Me semble que ça fait longtemps que t’as pas donné de nouvelles.

Je reviens. Il y avait autrefois par ici
un corps que j’étais à peine. Un corps
qui hoquetait ses contacts loin en amont
de vigilances noyées sous des lueurs d’étoiles

Je veux dire… t’aurais pu me dire où t’étais… ce que tu faisais.

trop pures. Mais aujourd’hui je reviens seul. Sans autre
preuve de moi-même que ma présence. Et ma chair
à venir. Elle se réchauffe encore au tout début.

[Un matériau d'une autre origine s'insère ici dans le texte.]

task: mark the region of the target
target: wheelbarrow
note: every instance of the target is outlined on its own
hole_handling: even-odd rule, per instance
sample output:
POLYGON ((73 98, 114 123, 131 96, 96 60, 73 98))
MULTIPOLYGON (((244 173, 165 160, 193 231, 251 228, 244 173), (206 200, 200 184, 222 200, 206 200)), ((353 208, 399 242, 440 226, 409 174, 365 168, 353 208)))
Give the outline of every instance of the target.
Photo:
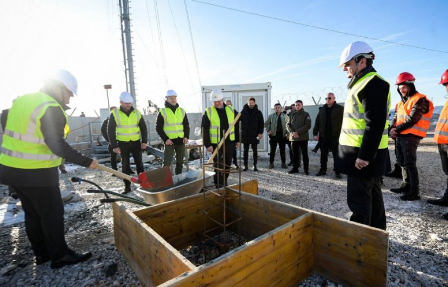
POLYGON ((204 182, 206 184, 215 175, 214 172, 207 171, 205 173, 205 179, 202 177, 198 178, 198 176, 202 173, 202 170, 190 171, 174 176, 174 186, 171 188, 158 189, 145 189, 142 187, 137 188, 137 190, 140 192, 144 200, 133 198, 110 191, 104 191, 96 184, 80 178, 72 178, 72 181, 79 184, 81 182, 84 182, 95 185, 99 190, 88 190, 87 192, 104 194, 106 198, 100 200, 102 203, 127 201, 148 206, 199 193, 204 187, 204 182), (119 198, 110 198, 108 194, 118 196, 119 198))

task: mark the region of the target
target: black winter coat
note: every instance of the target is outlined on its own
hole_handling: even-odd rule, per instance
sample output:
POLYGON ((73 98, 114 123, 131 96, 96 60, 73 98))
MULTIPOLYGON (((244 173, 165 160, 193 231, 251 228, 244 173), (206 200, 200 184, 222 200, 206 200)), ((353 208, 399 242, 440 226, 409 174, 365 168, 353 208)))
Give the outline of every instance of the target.
POLYGON ((321 136, 337 136, 340 134, 342 120, 344 116, 344 107, 335 103, 332 109, 332 133, 333 134, 325 134, 325 122, 327 121, 327 109, 328 105, 326 103, 319 108, 319 111, 316 117, 316 122, 313 129, 313 135, 321 136))
MULTIPOLYGON (((372 66, 364 68, 356 79, 366 73, 375 72, 372 66)), ((352 86, 351 86, 352 87, 352 86)), ((349 176, 361 178, 374 178, 383 176, 390 172, 389 149, 378 149, 384 125, 388 116, 387 96, 389 84, 375 77, 359 91, 358 96, 364 108, 365 129, 361 147, 339 145, 337 156, 335 162, 336 172, 349 176), (368 161, 369 165, 358 170, 355 167, 356 159, 368 161)))
POLYGON ((252 111, 249 109, 246 103, 241 111, 241 142, 256 144, 258 141, 257 136, 262 134, 264 130, 264 119, 256 104, 252 111))

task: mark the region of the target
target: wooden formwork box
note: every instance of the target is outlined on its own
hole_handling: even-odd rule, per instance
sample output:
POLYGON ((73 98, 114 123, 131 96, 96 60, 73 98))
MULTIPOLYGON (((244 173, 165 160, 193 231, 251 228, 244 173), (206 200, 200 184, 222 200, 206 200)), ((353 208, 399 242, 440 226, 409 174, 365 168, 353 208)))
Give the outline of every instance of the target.
POLYGON ((228 204, 240 206, 247 242, 207 263, 178 251, 205 239, 203 194, 133 211, 113 203, 116 248, 148 287, 295 287, 313 272, 346 286, 387 286, 386 232, 259 197, 256 181, 241 191, 240 203, 228 204))

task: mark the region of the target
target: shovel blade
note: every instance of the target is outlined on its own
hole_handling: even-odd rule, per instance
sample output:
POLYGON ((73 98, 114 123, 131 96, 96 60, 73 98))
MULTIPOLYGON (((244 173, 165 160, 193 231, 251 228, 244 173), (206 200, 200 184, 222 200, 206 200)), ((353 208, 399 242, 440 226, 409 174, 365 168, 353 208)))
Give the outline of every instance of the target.
POLYGON ((140 173, 138 175, 138 180, 141 183, 149 183, 147 187, 143 187, 142 185, 143 188, 157 189, 174 185, 173 182, 173 176, 169 167, 164 167, 140 173))

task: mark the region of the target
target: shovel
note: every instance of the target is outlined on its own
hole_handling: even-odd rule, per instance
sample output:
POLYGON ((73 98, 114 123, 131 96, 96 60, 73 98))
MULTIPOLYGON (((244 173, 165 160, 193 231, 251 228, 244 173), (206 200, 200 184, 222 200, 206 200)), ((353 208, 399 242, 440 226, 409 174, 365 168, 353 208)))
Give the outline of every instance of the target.
MULTIPOLYGON (((231 130, 232 128, 236 124, 236 122, 238 121, 238 120, 239 119, 239 117, 241 116, 241 113, 238 112, 238 114, 236 115, 236 116, 235 117, 235 119, 233 120, 233 121, 232 122, 232 123, 228 127, 228 129, 225 132, 225 133, 224 134, 224 135, 223 136, 223 138, 221 139, 221 140, 220 141, 220 143, 218 144, 216 148, 215 149, 215 151, 213 152, 213 153, 212 154, 212 156, 210 157, 210 158, 209 159, 209 161, 207 162, 206 164, 211 164, 213 162, 213 159, 215 158, 215 157, 216 156, 216 155, 218 154, 218 150, 219 150, 221 147, 224 144, 224 141, 225 140, 225 139, 227 138, 227 137, 228 136, 229 134, 230 133, 230 130, 231 130)), ((199 174, 199 176, 198 177, 198 179, 202 178, 204 176, 204 170, 203 170, 202 172, 199 174)))
MULTIPOLYGON (((106 166, 100 164, 96 164, 95 166, 99 170, 101 170, 102 171, 108 172, 112 175, 115 175, 119 178, 121 178, 124 180, 127 180, 131 183, 138 184, 140 185, 140 186, 144 189, 151 189, 154 188, 152 183, 150 182, 148 180, 147 178, 145 176, 142 176, 140 178, 140 175, 143 174, 143 176, 144 176, 144 173, 141 173, 140 175, 138 175, 139 178, 137 179, 137 178, 131 177, 126 174, 123 174, 123 173, 116 171, 111 168, 108 168, 106 166)), ((172 182, 172 180, 171 181, 172 182)))
MULTIPOLYGON (((140 182, 150 182, 152 186, 150 188, 156 189, 172 187, 174 185, 171 170, 169 167, 163 167, 140 173, 138 175, 138 180, 140 182)), ((142 187, 146 188, 143 186, 142 187)))
POLYGON ((164 167, 140 173, 138 178, 131 177, 99 164, 97 164, 97 167, 99 169, 127 180, 134 184, 139 184, 140 186, 145 190, 161 189, 174 185, 169 167, 164 167), (149 179, 151 179, 150 181, 149 179))

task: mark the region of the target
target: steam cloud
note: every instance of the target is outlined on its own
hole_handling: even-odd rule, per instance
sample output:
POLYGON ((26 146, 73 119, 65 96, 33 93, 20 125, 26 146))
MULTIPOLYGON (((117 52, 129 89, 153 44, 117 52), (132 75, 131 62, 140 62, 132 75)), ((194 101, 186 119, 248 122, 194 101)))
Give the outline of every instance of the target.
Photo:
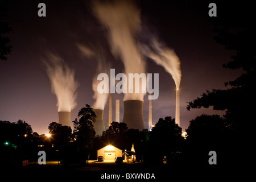
POLYGON ((97 60, 98 65, 92 81, 92 89, 94 92, 93 97, 95 99, 95 102, 93 104, 92 107, 95 109, 104 110, 108 101, 109 94, 100 93, 98 92, 98 85, 101 81, 97 80, 97 78, 98 74, 101 73, 105 73, 109 76, 110 75, 110 64, 106 62, 103 56, 104 53, 102 51, 100 51, 100 49, 98 49, 96 51, 96 52, 98 52, 96 53, 84 45, 77 44, 77 46, 84 56, 88 58, 94 58, 97 60))
MULTIPOLYGON (((139 53, 134 38, 141 29, 139 10, 130 1, 123 1, 113 3, 96 2, 93 10, 96 17, 108 28, 112 52, 122 60, 127 77, 129 73, 146 73, 146 63, 139 53)), ((144 95, 126 93, 124 100, 143 101, 144 95)))
POLYGON ((56 94, 58 111, 70 112, 77 105, 76 90, 79 83, 75 71, 71 69, 58 55, 48 52, 43 61, 51 81, 52 92, 56 94))
MULTIPOLYGON (((151 40, 149 45, 135 41, 135 36, 141 33, 142 27, 140 11, 134 4, 128 1, 116 1, 113 3, 96 2, 93 8, 96 17, 108 28, 112 53, 121 59, 127 76, 128 73, 146 73, 143 56, 162 65, 171 75, 176 88, 179 88, 180 61, 174 51, 164 46, 151 34, 147 38, 151 40)), ((143 101, 143 96, 142 93, 127 93, 124 100, 143 101)))
POLYGON ((141 51, 146 56, 164 68, 166 71, 172 77, 176 87, 179 88, 181 80, 181 71, 179 57, 173 49, 164 47, 155 38, 151 39, 151 47, 143 44, 141 47, 141 51))

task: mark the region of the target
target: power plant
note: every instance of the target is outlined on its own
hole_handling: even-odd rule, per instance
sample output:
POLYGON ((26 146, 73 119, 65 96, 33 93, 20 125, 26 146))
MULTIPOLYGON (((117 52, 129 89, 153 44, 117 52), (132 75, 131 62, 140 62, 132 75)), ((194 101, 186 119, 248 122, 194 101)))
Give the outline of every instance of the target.
MULTIPOLYGON (((151 93, 150 93, 150 96, 151 93)), ((152 100, 148 100, 148 130, 152 129, 152 100)))
POLYGON ((61 124, 62 126, 71 126, 70 112, 59 111, 59 123, 61 124))
POLYGON ((109 127, 112 122, 112 98, 111 97, 111 93, 110 93, 109 100, 109 127))
POLYGON ((175 122, 180 126, 180 90, 178 88, 176 89, 175 122))
POLYGON ((123 122, 129 129, 142 130, 145 129, 143 113, 143 101, 127 100, 123 101, 123 122))
POLYGON ((103 111, 102 109, 93 109, 93 111, 96 115, 96 122, 93 123, 96 136, 101 136, 102 132, 105 131, 104 122, 103 122, 103 111))
POLYGON ((115 100, 115 122, 120 122, 120 102, 119 100, 115 100))

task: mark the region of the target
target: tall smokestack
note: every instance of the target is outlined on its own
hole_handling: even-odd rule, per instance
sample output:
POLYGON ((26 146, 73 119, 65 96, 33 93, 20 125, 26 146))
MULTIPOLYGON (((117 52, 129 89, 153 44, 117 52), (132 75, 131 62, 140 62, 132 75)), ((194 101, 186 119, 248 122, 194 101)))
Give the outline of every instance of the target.
MULTIPOLYGON (((150 93, 150 96, 151 93, 150 93)), ((148 100, 148 129, 151 130, 152 129, 152 100, 148 100)))
POLYGON ((111 93, 109 94, 109 127, 110 126, 112 122, 112 98, 111 93))
POLYGON ((175 122, 180 126, 180 90, 178 88, 176 89, 175 122))
POLYGON ((103 110, 93 109, 93 111, 96 115, 96 122, 93 123, 96 136, 101 136, 102 132, 105 131, 104 122, 103 122, 103 110))
POLYGON ((120 122, 120 112, 119 112, 120 102, 119 100, 115 100, 115 122, 120 122))
POLYGON ((59 112, 59 123, 61 124, 62 126, 71 126, 70 112, 59 112))
POLYGON ((142 130, 145 128, 143 107, 143 101, 139 100, 127 100, 123 101, 123 122, 129 129, 142 130))

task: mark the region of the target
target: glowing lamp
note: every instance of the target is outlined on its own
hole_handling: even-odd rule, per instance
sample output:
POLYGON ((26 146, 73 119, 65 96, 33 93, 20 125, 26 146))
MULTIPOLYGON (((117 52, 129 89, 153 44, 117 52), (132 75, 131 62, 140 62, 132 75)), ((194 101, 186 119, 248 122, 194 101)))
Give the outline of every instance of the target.
POLYGON ((114 147, 112 145, 108 145, 106 147, 106 150, 108 151, 111 151, 114 150, 114 147))

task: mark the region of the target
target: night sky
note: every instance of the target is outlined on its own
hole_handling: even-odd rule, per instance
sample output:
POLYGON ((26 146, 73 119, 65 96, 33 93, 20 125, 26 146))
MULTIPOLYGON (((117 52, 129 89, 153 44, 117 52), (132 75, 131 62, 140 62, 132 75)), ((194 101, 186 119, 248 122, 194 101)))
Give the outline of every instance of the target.
MULTIPOLYGON (((124 70, 123 63, 112 54, 107 31, 94 16, 90 1, 8 1, 7 20, 14 30, 8 36, 13 48, 8 60, 0 61, 0 120, 26 121, 33 131, 39 134, 47 133, 49 124, 58 121, 56 97, 51 92, 46 66, 42 61, 47 51, 57 53, 75 70, 75 79, 79 82, 77 106, 71 111, 71 121, 77 117, 85 104, 92 106, 94 101, 92 82, 97 60, 83 56, 77 44, 100 47, 101 56, 111 63, 116 74, 124 70), (46 17, 38 15, 38 5, 40 2, 46 5, 46 17)), ((222 64, 231 60, 233 52, 225 49, 213 39, 213 26, 208 21, 209 3, 204 2, 137 2, 141 10, 142 34, 156 35, 167 47, 174 49, 180 59, 183 130, 197 115, 224 114, 212 108, 188 111, 188 102, 200 97, 206 89, 224 89, 225 82, 242 73, 241 71, 222 68, 222 64)), ((218 15, 219 7, 216 4, 218 15)), ((162 67, 150 59, 146 60, 146 64, 147 73, 159 74, 159 96, 152 102, 152 122, 155 124, 159 118, 175 117, 175 85, 162 67)), ((147 97, 144 97, 143 105, 145 121, 148 120, 147 97)), ((120 120, 122 120, 123 98, 123 94, 112 94, 113 121, 116 99, 120 100, 120 120)), ((108 110, 107 102, 104 109, 105 125, 108 123, 108 110)))

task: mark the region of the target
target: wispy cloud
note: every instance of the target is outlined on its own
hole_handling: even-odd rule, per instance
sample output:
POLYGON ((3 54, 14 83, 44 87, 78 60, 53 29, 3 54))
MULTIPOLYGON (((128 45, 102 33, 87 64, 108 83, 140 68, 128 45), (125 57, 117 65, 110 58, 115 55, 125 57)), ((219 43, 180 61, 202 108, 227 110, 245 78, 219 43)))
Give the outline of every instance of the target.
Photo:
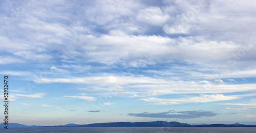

Enfin… quand même contente de te savoir en vie.
🙂

En vie…?
Je pense que le mot est pas assez fort.
😉

Septains – 35

Il pleut. Un froid décoloré colle encore au mois
de mai qui commence. Un froid qui tiendra moins
que les nuages jaunissants sur le carton de ce collage…
Tes filles te l’avaient donné pour ton dernier anniversaire.

Tu conserves presque tout ce qu’elles font. Même si tu sais
que les souvenirs respirent mal au fond de leurs boîtes.

Et que les nuages finissent toujours pas décoller.

Septains – 33

Nous sommes arrivés trop tôt. Sans
cuir. Poupons de plaies ouvertes. Anges
de chairs crues – cautérisées au pur
igné de naissances à jamais inachevables.

Nous sommes du cousu de cicatrice
mal lissée. Des peaux qui tiennent presque
au tatouage. De la tendresse oubliée.

Septains – 32

Tu dérivais sur une ville en ruines. Sur un torrent
d’asphalte gercé. Tu t’écoulais tout en fragments
dépecés sur le vif hurlé de l’abandon. Mais ton sang
noirci d’hivers trop longs – ton sang durci à l’air frigide
des fins du monde – emmaillotait ta vie défaite en millions

de chrysalides.

Pour que tu renaisses essaim de réverbères.